Pour celui qui ne connaît pas le fonctionnement des lieux, le Palais de Justice apparaît comme un vaste labyrinthe. Mais ces lieux que l'on pourrait trouver tentaculaires ont un cœur : la cellule de permanence qui assure le traitement en temps réel des affaires. C'est là que se concentrent les appels de la police et de la gendarmerie lorsque surviennent de "gros" faits.

40.000 procédures par an

"Les renseignements recueillis permettre la préparation de dossiers en amont. C'est grâce à cela que peuvent avoir lieu les comparutions immédiates," détaille Jean-François Bonhert, procureur de la République de Rouen.

Les affaires n'arrivent pas seulement par ce biais. Des personnes peuvent envoyer des lettres de plainte au procureur aboutissant ou non au lancement d'une enquête. Toutes sont, en général, traitées par le tribunal de grande instance. "c'est la justice d'accès de plain-pied, la première porte d'entrée au tribunal". Et des entrées, il y en a à Rouen : 40.000 procédures sont enclenchées chaque année au TGI.

La vie des dossiers

Les affaires voyagent dans les couloirs du Palais, passant des mains des greffiers à celles des magistrats. Les greffiers ? Ce sont eux qui réunissent les informations nécessaires à la constitution et la préparation de chaque dossier. Ils sont un des maillons essentiels de la chaîne judiciaire. "Le greffier est celui qui tient la plume, à l'origine, et qui atteste de ce qui se passe. Il veille au respect de la procédure et est là pour éviter l'arbitraire du juge", indique Philippe Cavalerie, président du TGI de Rouen.

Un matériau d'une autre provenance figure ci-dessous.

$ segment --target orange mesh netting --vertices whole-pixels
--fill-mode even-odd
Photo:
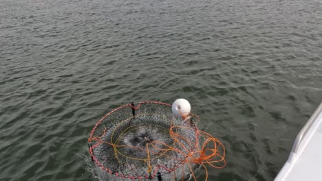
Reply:
[[[171,105],[142,101],[104,116],[88,138],[92,160],[108,180],[197,180],[193,170],[206,165],[222,168],[225,149],[198,130],[199,117],[173,116]]]

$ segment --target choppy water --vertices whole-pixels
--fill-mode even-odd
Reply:
[[[209,180],[272,180],[322,101],[319,1],[0,0],[0,180],[89,180],[87,138],[131,101],[189,99],[227,151]]]

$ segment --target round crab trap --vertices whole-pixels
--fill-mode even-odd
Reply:
[[[197,116],[175,117],[171,106],[129,104],[98,121],[88,142],[101,180],[196,180],[193,170],[199,165],[224,166],[222,144],[197,129]]]

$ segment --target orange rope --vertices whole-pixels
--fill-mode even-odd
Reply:
[[[154,152],[151,151],[149,149],[149,145],[153,147],[154,149],[158,151],[163,151],[163,152],[169,152],[173,151],[176,152],[179,154],[182,155],[183,158],[185,158],[184,160],[174,158],[166,154],[164,156],[169,157],[171,159],[176,160],[181,160],[182,162],[187,163],[187,165],[190,169],[191,173],[195,181],[197,181],[196,177],[193,173],[193,168],[191,165],[201,165],[204,168],[206,171],[206,179],[208,179],[208,169],[206,168],[206,165],[208,165],[213,168],[217,169],[222,169],[225,167],[226,165],[226,160],[225,158],[225,147],[224,145],[216,138],[212,136],[210,134],[199,130],[197,129],[195,126],[192,127],[191,124],[195,125],[196,122],[199,121],[199,117],[193,114],[189,114],[191,118],[186,120],[186,122],[184,123],[183,125],[173,125],[171,123],[170,129],[169,129],[169,134],[172,139],[173,140],[175,144],[172,144],[171,145],[169,145],[167,143],[162,141],[153,141],[150,143],[147,143],[147,149],[142,149],[140,147],[133,147],[133,146],[127,146],[127,145],[118,145],[116,144],[114,144],[112,143],[109,143],[108,141],[104,141],[101,138],[102,137],[106,134],[106,128],[103,131],[103,134],[97,137],[91,137],[88,139],[89,142],[92,142],[93,141],[96,141],[98,142],[94,146],[92,147],[94,148],[102,143],[107,143],[111,145],[114,148],[114,152],[116,154],[120,152],[118,151],[118,147],[128,147],[133,149],[138,149],[142,151],[147,152],[147,158],[146,159],[140,159],[140,158],[130,158],[133,159],[137,160],[142,160],[144,162],[147,160],[148,162],[148,169],[147,172],[150,174],[151,173],[152,171],[152,166],[151,165],[150,162],[150,152],[153,153]],[[188,117],[185,117],[184,119]],[[191,117],[197,118],[197,120],[193,122],[190,122]],[[180,135],[180,134],[177,133],[176,130],[178,129],[180,130],[186,130],[186,131],[193,131],[195,132],[195,140],[190,140],[188,138]],[[200,141],[202,141],[202,143]],[[160,147],[164,147],[165,148],[161,148],[158,147],[156,145],[160,145]],[[175,145],[180,145],[175,147]],[[178,149],[178,147],[180,148]],[[182,168],[183,169],[183,168]],[[182,171],[184,171],[182,170]],[[174,172],[175,173],[175,172]],[[174,175],[175,177],[175,175]],[[182,178],[182,179],[184,179]]]

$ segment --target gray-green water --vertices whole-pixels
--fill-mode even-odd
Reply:
[[[319,1],[0,0],[0,180],[89,180],[95,123],[189,99],[209,180],[272,180],[322,101]]]

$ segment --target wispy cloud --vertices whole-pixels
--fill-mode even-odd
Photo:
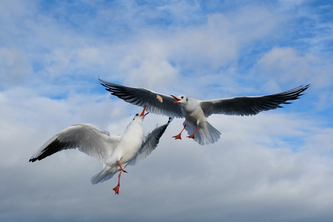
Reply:
[[[330,221],[332,7],[1,2],[0,220]],[[91,185],[101,164],[77,150],[28,162],[72,125],[124,132],[140,109],[110,95],[99,75],[201,99],[311,85],[283,109],[211,116],[222,135],[209,146],[171,138],[183,120],[174,120],[147,160],[127,168],[115,197],[115,180]],[[167,119],[150,114],[145,130]]]

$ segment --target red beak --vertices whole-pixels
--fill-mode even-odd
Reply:
[[[145,107],[145,108],[144,108],[144,110],[142,111],[142,112],[140,114],[140,116],[144,116],[149,113],[148,112],[146,114],[144,114],[144,113],[145,113],[145,110],[146,110],[146,107],[147,107],[147,105],[146,105],[146,106]]]
[[[179,101],[180,101],[181,100],[181,99],[178,99],[178,98],[177,98],[176,97],[174,96],[172,96],[172,95],[171,95],[171,96],[172,96],[175,99],[177,100],[176,101],[175,101],[174,102],[173,102],[172,103],[177,103],[178,102],[179,102]]]

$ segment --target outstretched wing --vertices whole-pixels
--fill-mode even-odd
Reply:
[[[40,160],[59,151],[79,150],[104,162],[118,145],[121,135],[113,136],[89,124],[74,125],[48,140],[33,154],[29,162]]]
[[[145,134],[141,148],[134,158],[130,162],[129,165],[134,166],[142,162],[155,149],[160,142],[160,138],[172,119],[171,117],[169,117],[167,123],[160,127],[158,124],[155,128]]]
[[[212,114],[249,116],[262,111],[282,107],[286,101],[297,99],[310,85],[301,86],[283,92],[261,96],[239,96],[225,99],[200,101],[200,105],[206,117]]]
[[[112,83],[99,79],[101,83],[108,88],[106,90],[124,101],[139,106],[155,114],[177,118],[184,117],[180,106],[178,103],[172,103],[175,100],[171,96],[154,92],[144,88],[124,86]]]

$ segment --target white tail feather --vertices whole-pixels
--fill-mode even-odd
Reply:
[[[107,165],[101,172],[93,176],[91,178],[91,183],[93,184],[96,184],[99,183],[102,183],[109,180],[112,178],[115,174],[117,173],[110,173],[110,169],[112,167],[109,165]]]

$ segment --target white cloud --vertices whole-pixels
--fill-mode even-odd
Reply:
[[[299,44],[289,24],[312,15],[296,1],[86,2],[71,11],[77,2],[42,12],[37,2],[0,3],[0,220],[330,221],[332,55],[317,53],[319,34]],[[122,134],[142,110],[98,75],[202,99],[312,85],[284,109],[210,117],[222,135],[208,146],[171,138],[183,121],[175,119],[146,160],[127,167],[115,196],[118,178],[91,185],[101,164],[77,150],[28,162],[71,125]],[[149,114],[145,131],[167,120]]]

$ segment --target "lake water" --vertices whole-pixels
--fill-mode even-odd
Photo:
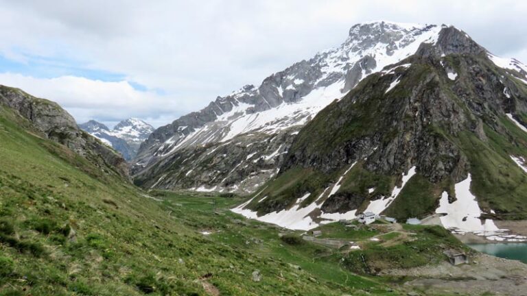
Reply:
[[[527,263],[527,243],[469,244],[468,245],[482,253]]]

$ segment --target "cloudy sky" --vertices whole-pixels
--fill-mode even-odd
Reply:
[[[362,21],[447,23],[527,63],[527,1],[0,0],[0,84],[78,122],[154,126],[338,46]]]

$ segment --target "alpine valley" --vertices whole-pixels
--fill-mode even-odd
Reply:
[[[372,212],[522,240],[493,219],[527,217],[526,75],[452,26],[359,24],[157,129],[132,173],[147,189],[248,193],[235,212],[289,228]]]
[[[126,160],[137,154],[141,143],[154,132],[152,125],[134,118],[119,122],[112,130],[94,120],[80,124],[79,127],[113,147]]]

Le chemin que suit chaque dossier est varié. Certains finissent leur course au TGI. D'autres, en cas de non résolution sont classées sans suite. Certains sont rejugés en appel et sont alors transférés dans le bâtiment d'en face. Dans certains cas, le procureur de la République fait appel  à des juges d'instruction. A Rouen, ils sont quatre à assurer cette charge. Leurs bureaux sont à l'écart, secret de l'instruction oblige. "Ces juges poursuivent les enquêtes à la demande du Procureur. Ils peuvent mettre en place des investigations de grande envergure, ce que ne peut pas faire le Procureur". Ainsi passent les années, dans ces lieux séculaires, rythméés par les petites affaires ou gros crimes qui défraient la chronique.


La splendeur de l'ancien Parlement normand

C'est Louis XII qui, en 1499, avait ordonné la construction de l'actuel palais de justice pour accueillir l'Echiquier de Normandie. Il devient en 1515 Parlement de Normandie à la demande de François Ier. Les lieux ont évolué  jusqu'en 1885, année de finition de la façade ouest donnant sur la rue Jeanne d'Arc.

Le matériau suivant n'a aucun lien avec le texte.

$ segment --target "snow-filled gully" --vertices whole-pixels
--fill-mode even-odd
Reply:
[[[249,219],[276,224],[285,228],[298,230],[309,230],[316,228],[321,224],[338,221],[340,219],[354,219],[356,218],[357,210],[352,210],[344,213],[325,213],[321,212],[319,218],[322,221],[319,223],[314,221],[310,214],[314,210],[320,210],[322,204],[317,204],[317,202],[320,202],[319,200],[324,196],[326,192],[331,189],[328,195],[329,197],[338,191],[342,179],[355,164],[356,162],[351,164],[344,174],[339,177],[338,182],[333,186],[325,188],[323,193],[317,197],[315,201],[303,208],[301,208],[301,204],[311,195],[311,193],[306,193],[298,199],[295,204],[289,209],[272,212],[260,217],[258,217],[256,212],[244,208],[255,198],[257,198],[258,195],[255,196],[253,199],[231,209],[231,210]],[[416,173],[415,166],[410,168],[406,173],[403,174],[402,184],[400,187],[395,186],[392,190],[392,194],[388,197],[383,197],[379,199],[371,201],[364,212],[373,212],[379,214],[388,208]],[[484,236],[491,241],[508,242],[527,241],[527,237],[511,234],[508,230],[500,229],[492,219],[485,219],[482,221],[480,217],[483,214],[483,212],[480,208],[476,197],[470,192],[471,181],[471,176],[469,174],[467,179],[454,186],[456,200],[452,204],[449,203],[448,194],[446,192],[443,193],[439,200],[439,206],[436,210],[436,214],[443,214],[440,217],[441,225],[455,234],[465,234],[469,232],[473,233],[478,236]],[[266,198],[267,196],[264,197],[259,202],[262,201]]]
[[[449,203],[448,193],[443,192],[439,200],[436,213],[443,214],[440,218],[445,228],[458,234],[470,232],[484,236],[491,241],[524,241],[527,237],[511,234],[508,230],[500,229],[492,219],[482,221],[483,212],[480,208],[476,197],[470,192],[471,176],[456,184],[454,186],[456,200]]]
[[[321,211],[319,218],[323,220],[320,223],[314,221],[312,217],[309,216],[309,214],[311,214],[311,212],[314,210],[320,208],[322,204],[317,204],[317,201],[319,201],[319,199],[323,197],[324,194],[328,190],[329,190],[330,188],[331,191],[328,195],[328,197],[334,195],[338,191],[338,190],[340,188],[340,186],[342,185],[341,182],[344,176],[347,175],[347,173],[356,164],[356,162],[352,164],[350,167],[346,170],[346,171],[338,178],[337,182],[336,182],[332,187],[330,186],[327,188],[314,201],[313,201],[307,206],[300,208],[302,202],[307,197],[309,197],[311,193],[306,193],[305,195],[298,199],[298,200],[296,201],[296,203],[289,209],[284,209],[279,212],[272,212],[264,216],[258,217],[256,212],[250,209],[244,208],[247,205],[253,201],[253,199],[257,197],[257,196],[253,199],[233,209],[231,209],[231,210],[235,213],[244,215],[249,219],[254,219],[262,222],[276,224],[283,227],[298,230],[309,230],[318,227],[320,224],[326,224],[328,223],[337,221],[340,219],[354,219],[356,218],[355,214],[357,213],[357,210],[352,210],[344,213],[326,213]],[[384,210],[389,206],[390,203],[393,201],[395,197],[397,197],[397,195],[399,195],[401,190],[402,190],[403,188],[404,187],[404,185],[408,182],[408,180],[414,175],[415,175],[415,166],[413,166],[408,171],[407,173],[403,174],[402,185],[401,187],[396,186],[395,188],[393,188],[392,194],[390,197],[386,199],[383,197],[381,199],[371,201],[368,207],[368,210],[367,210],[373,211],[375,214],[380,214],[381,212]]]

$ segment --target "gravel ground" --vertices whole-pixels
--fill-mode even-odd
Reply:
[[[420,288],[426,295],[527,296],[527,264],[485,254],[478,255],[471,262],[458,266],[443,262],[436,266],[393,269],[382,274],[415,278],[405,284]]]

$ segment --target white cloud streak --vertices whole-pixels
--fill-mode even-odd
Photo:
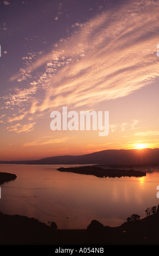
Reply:
[[[119,10],[75,24],[78,30],[59,40],[49,54],[28,62],[22,69],[25,77],[39,67],[44,72],[6,105],[25,103],[23,93],[27,101],[33,97],[25,117],[64,105],[91,108],[153,82],[158,77],[158,2],[130,1]],[[10,80],[21,79],[21,75]],[[44,90],[40,103],[39,88]]]

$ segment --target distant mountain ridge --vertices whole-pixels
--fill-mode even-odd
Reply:
[[[159,149],[107,149],[85,155],[52,156],[38,160],[0,161],[0,163],[157,166],[159,165]]]

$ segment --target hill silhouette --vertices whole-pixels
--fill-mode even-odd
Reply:
[[[85,155],[64,155],[38,160],[1,161],[0,163],[32,164],[106,164],[114,166],[159,164],[159,149],[111,149]]]

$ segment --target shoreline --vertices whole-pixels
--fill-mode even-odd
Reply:
[[[0,185],[2,185],[5,182],[14,180],[16,178],[17,176],[15,174],[0,172]]]
[[[141,177],[146,176],[146,172],[140,170],[104,169],[96,166],[82,166],[77,167],[60,167],[57,169],[59,172],[72,172],[78,174],[94,175],[100,178],[121,178],[122,176]]]
[[[1,245],[159,245],[159,214],[104,226],[93,220],[87,229],[56,229],[34,218],[0,212]]]

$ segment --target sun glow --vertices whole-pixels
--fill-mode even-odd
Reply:
[[[145,149],[146,146],[147,145],[145,143],[137,143],[135,144],[135,148],[138,149]]]

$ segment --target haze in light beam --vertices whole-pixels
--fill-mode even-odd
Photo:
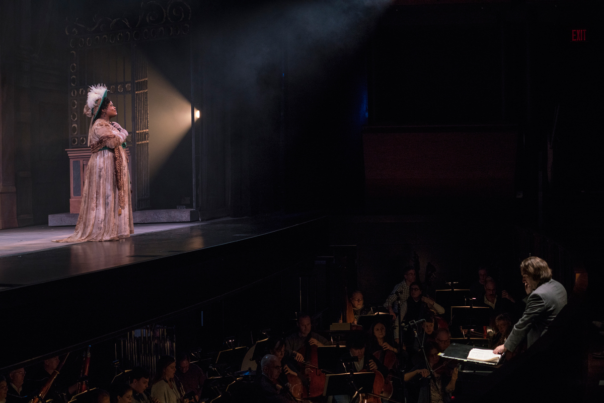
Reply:
[[[191,129],[191,103],[147,63],[149,176],[151,180]]]

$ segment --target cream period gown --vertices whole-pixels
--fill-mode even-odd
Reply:
[[[115,135],[115,138],[107,143],[107,147],[113,149],[125,141],[128,132],[98,118],[89,131],[88,145],[98,142],[101,136],[108,134]],[[124,205],[121,214],[119,214],[117,183],[114,172],[114,152],[101,150],[93,153],[88,162],[76,231],[68,238],[53,242],[118,240],[134,233],[127,159],[121,147],[118,147],[116,152],[122,156]]]

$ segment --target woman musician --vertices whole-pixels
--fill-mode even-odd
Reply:
[[[346,341],[346,348],[349,352],[343,357],[345,363],[347,372],[373,372],[376,374],[373,383],[373,393],[379,396],[384,390],[384,379],[388,376],[388,369],[366,348],[367,338],[364,334],[350,335]],[[350,358],[356,357],[357,361],[350,362]],[[367,401],[379,402],[374,396],[367,396]],[[350,396],[348,395],[333,396],[334,403],[350,403]]]
[[[163,355],[157,363],[157,373],[151,387],[151,396],[159,403],[181,403],[182,395],[176,386],[174,374],[176,361],[173,357]]]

L'édifice a beaucoup souffert des bombardements de 1944. Cependant, grâce à une importante campagne de restauration entreprise en 2005, qui a duré quatre ans, le Palais de Justice a retrouvé sa splendeur passée.

Bâtiments d'exception

Les bâtiments sont exceptionnels à plus d'un titre : les vestiges d'une ancienne maison juive ont été retrouvés en 1976. Il faut dire que l'Echiquier avait été édifié à l'emplacement de l'ancien quartier juif, rasé au début du XIVe siècle. Les experts s'interrogent encore sur l'exacte finalité des lieux, baptisés Maison Sublime, à cause d'un graffiti en hébreu retrouvé sur un mur.